渋川市は、日本のほぼ中心に位置し、伊香保温泉、草津温泉などへの玄関口としての役割を併せ持つ交通の要衝として栄えたまちです。昭和初期には、利根川の水源を生かした発電所が建設され、関東の工業団地への電力供給を担いました。現在も鉄鋼・化学・電気などの工場が高速道や主要幹線道などの自動車交通の利便性を生かし稼働しています。
また、〝日本のまんなか 水と緑といで湯の街 渋川〟として、毎年7月下旬に開催される恒例の「へそ祭り」は、一日で6万人を超える観光客で賑わいます。独自色の強い楽しい祭りとして、香港政府観光局からも招待を受け「香港ニューイヤーパレード」に参加し好評を博しました。
株式会社寺島製材所は、昭和10年に祖父が創業しました。

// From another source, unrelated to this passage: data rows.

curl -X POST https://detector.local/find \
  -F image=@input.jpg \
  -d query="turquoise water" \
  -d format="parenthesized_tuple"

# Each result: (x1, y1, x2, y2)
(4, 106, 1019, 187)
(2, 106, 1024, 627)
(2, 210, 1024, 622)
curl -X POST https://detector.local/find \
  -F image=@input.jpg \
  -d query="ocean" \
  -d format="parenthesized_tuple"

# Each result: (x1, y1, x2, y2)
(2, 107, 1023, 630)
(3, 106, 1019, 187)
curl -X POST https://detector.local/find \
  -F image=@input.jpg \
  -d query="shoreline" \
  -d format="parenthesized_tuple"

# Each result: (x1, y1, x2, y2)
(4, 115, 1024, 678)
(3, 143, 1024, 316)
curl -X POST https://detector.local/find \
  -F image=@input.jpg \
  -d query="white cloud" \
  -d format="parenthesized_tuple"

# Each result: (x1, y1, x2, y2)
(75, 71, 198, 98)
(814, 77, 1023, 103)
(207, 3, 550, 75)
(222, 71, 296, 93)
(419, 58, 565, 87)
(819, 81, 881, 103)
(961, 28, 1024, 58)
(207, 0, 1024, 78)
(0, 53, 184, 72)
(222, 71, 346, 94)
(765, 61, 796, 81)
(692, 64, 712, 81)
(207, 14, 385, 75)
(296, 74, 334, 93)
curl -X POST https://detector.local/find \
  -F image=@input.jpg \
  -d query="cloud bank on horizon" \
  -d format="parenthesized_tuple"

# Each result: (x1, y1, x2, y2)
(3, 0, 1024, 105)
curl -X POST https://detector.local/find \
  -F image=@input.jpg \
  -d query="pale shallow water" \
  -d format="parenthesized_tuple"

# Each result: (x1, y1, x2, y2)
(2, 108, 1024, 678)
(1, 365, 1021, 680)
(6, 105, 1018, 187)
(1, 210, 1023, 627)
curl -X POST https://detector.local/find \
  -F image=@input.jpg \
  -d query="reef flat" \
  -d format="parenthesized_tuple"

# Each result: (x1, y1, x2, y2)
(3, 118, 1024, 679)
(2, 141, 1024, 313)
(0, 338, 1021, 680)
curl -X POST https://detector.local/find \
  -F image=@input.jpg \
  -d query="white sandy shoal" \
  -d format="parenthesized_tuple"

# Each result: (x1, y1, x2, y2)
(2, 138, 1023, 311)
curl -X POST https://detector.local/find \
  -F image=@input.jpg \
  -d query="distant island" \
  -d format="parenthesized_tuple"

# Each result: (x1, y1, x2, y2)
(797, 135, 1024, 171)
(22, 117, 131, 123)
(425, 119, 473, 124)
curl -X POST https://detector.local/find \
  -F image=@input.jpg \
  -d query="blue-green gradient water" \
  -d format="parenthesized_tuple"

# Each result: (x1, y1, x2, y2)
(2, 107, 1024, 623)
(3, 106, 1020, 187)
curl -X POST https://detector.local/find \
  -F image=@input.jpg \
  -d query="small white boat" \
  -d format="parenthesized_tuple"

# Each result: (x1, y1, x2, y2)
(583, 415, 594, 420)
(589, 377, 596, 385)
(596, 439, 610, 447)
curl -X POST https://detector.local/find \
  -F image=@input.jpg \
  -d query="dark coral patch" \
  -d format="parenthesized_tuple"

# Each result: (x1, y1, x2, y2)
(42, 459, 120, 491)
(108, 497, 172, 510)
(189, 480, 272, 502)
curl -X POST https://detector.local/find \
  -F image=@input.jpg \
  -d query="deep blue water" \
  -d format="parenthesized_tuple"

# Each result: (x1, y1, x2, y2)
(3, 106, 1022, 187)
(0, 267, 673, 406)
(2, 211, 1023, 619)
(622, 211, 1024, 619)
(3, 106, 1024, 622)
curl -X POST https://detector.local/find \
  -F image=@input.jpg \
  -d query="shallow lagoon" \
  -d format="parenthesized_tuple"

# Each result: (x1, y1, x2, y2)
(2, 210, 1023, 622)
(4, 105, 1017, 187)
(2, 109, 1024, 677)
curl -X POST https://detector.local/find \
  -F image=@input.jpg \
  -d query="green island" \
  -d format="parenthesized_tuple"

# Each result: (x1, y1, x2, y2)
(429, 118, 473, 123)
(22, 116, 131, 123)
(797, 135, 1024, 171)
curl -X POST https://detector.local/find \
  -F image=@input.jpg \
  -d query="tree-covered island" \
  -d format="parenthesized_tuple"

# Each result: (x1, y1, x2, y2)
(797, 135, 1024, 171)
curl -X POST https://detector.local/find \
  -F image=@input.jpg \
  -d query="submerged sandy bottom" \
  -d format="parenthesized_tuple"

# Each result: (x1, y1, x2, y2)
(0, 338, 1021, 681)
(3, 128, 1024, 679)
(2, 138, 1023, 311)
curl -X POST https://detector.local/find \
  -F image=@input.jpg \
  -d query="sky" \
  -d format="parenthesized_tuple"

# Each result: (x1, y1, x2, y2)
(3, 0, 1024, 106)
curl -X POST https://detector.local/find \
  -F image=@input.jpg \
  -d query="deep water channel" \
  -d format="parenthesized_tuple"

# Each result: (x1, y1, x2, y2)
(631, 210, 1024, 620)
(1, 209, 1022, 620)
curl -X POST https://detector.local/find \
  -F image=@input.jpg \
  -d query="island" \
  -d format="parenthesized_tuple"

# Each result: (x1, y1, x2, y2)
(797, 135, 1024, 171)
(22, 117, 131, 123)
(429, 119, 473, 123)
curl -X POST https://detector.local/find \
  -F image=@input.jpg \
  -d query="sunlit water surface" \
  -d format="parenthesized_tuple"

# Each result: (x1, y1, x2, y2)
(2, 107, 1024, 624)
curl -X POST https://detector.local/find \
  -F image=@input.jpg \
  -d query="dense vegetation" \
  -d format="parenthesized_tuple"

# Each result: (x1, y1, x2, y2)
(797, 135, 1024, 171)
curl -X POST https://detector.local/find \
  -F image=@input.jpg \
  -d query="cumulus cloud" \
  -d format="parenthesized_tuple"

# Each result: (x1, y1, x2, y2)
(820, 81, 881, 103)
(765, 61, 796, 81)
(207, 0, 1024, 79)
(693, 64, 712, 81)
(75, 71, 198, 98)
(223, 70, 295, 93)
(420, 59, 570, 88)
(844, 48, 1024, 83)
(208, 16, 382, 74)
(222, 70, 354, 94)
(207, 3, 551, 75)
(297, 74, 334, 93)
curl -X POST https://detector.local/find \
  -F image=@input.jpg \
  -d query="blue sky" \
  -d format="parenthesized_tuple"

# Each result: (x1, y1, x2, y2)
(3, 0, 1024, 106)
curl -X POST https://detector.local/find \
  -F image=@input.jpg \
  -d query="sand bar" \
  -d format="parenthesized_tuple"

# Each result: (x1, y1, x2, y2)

私が3代目として引き継いだ59年当時の日本経済は、好景気に沸いていた時代で、木材資材の販売と建売住宅の建築を中心に事業を営んでいました。その後、バブルがはじけ日本経済の停滞とともに住宅産業では価格競争が激化し、特に建売住宅は苦戦を強いられました。そうした中、木材製品の差別化を図るため、製材工場の機械化を進めました。高品質な木材製品の生産を根幹として、住宅建築を含めた木材資材の販路拡大に取り組みました。
また、群馬県は森林県でもあり県産材の利用を推奨する補助金事業を早くから行っていたことから、その利用促進のための会を結成、〝ぐんま県産材〟でつくる自由設計の本格木造注文住宅の請負建築を始めました。ただ、注文住宅には波があり、受注の安定的な確保には、マーケティングが欠かせないと考え、その方法を現在も模索し実施・検証を続けています。
私は職業柄、建築物を見ることが好きです。特に歴史的・文化的価値の高い建築物は、その施工技術やデザイン、質感に至るまで魅了されるものが多く、造形美に心を打たれます。こうした建築物からの影響は少なからず新しいモデルに反映し、家づくりを楽しんで行っています。
昨年創業80周年を迎えました。社内の世代交代も進み、現在は、私の息子が中心となって経営を担っており、住宅の施工、木材の品質に関しては、引き続き妥協は許さない職人的気質を持ってお客様の家づくりをお手伝いしています。「神は細部に宿る」、この言葉こそ建築の神髄と言えます。